U.S. Rep. Kevin McCarthy (R-Calif.), the House Majority Leader, said Wednesday that he will press for a vote today on the new bill touted by President Donald J. Trump, which could force many of those tens of millions back to healthcare insecurity.

"We're going tomorrow, yes we are," McCarthy told CNBC television."We will pass this bill," he said.

House Speaker Paul Ryan (R-Wisc.) told reporters a few days ago that the vote would not go forward if Republicans did not have enough votes to pass it. Ryan is no doubt intent on avoiding a repeat of last month's embarrassing defeat on the House floor when Republicans withdrew an earlier version of the bill for lack of support.

More support?

This time, votes may be easier to come by after Republicans added a provision for $8 billion in federal funding for Americans with serious health conditions who likely would have had to pay sharply increased premiums under the proposed plan. The plan, reflecting promises made by Trump while campaigning in 2016, has become known as Trumpcare.

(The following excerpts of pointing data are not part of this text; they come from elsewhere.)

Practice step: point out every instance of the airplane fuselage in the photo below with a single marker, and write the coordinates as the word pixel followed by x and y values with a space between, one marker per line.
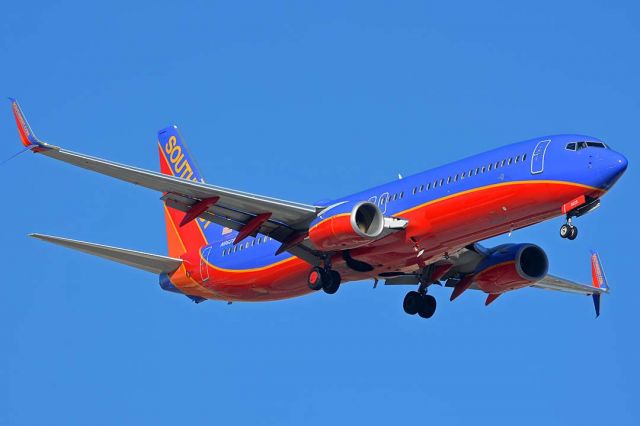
pixel 447 208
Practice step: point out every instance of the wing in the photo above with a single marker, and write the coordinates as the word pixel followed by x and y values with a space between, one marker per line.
pixel 551 282
pixel 284 221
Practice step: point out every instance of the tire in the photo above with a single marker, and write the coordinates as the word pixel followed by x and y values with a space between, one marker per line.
pixel 428 306
pixel 335 277
pixel 412 303
pixel 315 279
pixel 331 285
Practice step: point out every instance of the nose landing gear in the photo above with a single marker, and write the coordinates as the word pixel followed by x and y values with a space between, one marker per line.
pixel 419 302
pixel 323 278
pixel 568 230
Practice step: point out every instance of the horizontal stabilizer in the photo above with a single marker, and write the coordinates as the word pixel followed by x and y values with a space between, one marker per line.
pixel 148 262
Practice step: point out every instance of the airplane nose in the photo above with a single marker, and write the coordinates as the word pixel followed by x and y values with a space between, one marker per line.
pixel 622 163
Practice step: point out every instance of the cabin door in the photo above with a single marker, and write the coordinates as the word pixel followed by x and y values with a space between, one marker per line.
pixel 537 159
pixel 204 269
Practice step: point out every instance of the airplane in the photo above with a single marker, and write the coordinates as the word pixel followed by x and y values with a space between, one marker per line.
pixel 419 231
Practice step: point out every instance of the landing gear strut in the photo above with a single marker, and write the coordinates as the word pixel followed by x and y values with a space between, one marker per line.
pixel 323 278
pixel 568 230
pixel 419 302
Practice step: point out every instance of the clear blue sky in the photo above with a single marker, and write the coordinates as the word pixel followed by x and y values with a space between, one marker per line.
pixel 305 102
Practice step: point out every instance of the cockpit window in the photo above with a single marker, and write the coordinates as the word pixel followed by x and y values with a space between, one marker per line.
pixel 577 146
pixel 596 144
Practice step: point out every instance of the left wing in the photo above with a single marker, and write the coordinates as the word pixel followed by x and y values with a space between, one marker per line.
pixel 284 221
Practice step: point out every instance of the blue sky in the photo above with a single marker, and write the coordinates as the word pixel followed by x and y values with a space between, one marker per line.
pixel 307 101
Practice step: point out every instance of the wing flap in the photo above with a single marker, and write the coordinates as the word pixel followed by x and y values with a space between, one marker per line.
pixel 146 261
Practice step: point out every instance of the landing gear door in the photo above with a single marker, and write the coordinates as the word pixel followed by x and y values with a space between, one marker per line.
pixel 537 159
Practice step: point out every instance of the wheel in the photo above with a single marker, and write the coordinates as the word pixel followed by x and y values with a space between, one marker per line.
pixel 428 307
pixel 316 278
pixel 412 302
pixel 335 277
pixel 331 284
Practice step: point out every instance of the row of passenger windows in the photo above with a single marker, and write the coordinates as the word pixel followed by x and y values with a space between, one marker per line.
pixel 243 246
pixel 471 172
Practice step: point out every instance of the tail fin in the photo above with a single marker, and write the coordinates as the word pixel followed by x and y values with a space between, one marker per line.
pixel 598 279
pixel 183 235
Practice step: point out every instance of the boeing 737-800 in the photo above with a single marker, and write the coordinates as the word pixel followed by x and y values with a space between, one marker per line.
pixel 418 231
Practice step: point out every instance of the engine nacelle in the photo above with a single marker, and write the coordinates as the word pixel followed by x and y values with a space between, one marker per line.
pixel 510 267
pixel 352 225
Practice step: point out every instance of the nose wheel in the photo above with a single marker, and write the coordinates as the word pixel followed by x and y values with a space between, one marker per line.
pixel 323 278
pixel 568 230
pixel 418 302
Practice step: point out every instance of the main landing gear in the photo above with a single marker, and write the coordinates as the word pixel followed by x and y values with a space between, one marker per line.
pixel 568 230
pixel 419 302
pixel 323 278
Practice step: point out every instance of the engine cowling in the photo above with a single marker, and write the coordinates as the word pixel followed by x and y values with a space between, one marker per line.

The bill also makes changes in funding for Medicaid, the federal program that provides health coverage for low-income Americans, and eliminates or reduces taxes imposed to fund Obamacare coverage.

Democrats in opposition

But the leader of the opposition Democrats in the House, Rep. Nancy Pelosi (D-Calif.), complained that Republicans want to vote on a bill without waiting for official analysis by the Congressional Budget Office, which provides estimates of what the ultimate costs and effects of the bill are likely to be.

"Forcing a vote without a CBO score shows that Republicans are terrified of the public learning the full consequences of their plan to push Americans with pre-existing conditions into the cold," Pelosi said.

Republicans are anxious to act on the bill today or tomorrow because the House is scheduled to begin a week-long recess on Monday.

The proposal still is subject to approval by the U.S. Senate, where substantial opposition also is expected before it goes to Trump for final approval.

In its analysis of an earlier version of the Trumpcare legislation, the CBO projected that 24 million people would lose coverage and premiums would spike by as much as 20 percent next year, CNBC said. But Trump and his Republican allies in Congress could do a lot more damage to poor and working class people's healthcare coverage if they wanted to

This probably is just a warmup to the real battle ahead. Conservative Republicans probably have their sights on doing away with the Emergency Medical Treatment & Labor Act of 1986, which requires nearly all hospital emergency rooms to accept indigent patients as a condition of being eligible to receive Medicare reimbursements from the federal government.